Rodzice dzieci z wrocławskiego żłobka, w którym znęcano się nad maluchami, są wzywani do prokuratury na przesłuchania. Od ich zeznań zależy los kolejnych czterech opiekunek, które pracowały w punkcie żłobkowym. Dwie opiekunki już usłyszały prokuratorskie zarzuty.
Rodzice oglądają zdjęcia jakimi dysponuje prokuratura. Zrobiła je jedna z opiekunek, która nie zgadzała się na przywiązywanie dzieci do łóżeczek i krzeseł, czy karmienia ich na siłę. Nie zareagowała od razu, bo bała się, że straci pracę. Ostatecznie przekazała je ojcu jednego z dzieci, a potem policji. Na razie 9 rodziców rozpoznało na zdjęciach swoje dzieci.

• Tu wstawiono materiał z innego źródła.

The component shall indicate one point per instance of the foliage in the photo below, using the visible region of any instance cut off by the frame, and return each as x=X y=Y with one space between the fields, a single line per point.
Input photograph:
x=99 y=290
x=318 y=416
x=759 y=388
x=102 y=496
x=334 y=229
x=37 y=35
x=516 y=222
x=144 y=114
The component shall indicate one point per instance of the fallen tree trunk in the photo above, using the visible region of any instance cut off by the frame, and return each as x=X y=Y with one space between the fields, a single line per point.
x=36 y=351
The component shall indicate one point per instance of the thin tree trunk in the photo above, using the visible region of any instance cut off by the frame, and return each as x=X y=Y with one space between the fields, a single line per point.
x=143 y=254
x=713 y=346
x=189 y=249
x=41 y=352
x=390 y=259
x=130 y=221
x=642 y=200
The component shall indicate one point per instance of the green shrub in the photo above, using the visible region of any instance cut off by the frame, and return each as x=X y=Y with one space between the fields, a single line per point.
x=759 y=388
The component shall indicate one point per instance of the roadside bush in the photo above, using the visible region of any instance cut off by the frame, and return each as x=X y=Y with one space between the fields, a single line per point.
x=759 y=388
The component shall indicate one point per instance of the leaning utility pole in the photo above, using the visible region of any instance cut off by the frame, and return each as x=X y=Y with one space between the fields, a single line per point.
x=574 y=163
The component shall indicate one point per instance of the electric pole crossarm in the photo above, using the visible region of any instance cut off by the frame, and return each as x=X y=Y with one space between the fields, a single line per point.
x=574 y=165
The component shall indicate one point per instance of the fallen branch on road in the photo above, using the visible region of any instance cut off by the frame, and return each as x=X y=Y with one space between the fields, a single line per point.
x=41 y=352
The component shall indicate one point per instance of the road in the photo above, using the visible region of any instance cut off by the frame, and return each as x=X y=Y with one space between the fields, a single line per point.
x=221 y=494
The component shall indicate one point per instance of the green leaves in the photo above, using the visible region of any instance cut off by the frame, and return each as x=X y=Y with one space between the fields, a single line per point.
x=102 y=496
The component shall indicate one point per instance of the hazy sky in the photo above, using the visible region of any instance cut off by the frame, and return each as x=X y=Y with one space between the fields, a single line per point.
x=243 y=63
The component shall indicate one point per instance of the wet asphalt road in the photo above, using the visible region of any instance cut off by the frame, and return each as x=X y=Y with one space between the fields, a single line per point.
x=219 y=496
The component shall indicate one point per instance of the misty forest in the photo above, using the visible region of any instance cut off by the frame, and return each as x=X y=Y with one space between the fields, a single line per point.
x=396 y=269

Dwie opiekunki zostały przesłuchane w charakterze świadków. To właśnie jedna z nich zrobiła zdjęcia poprzywiązywanych do łóżeczek dzieci.
Zarzuty psychicznego i fizycznego znęcania się nad dziewięciorgiem dzieci usłyszały dwie opiekunki. Kobiety miały pod opieką dzieci w wieku od sześciu miesięcy do trzech lat. Prokuratura dysponuje filmem, który pokazuje, jak znęcały się nad maluchami. Według śledczych, opiekunki miały m.in. krępować dzieci becikiem i pieluszkami, tak aby nie mogły się ruszać. Kładły również dzieci w łóżeczka bez materacy bezpośrednio na szczebelkach oraz na siłę karmiły - powiedziała rzeczniczka wrocławskiej prokuratury okręgowej Małgorzata Klaus.
Lista uchybień, których dopuściły się opiekunki, jest długa. Do żadnego z nich kobiety z prywatnego punktu żłobkowego jednak się nie przyznają.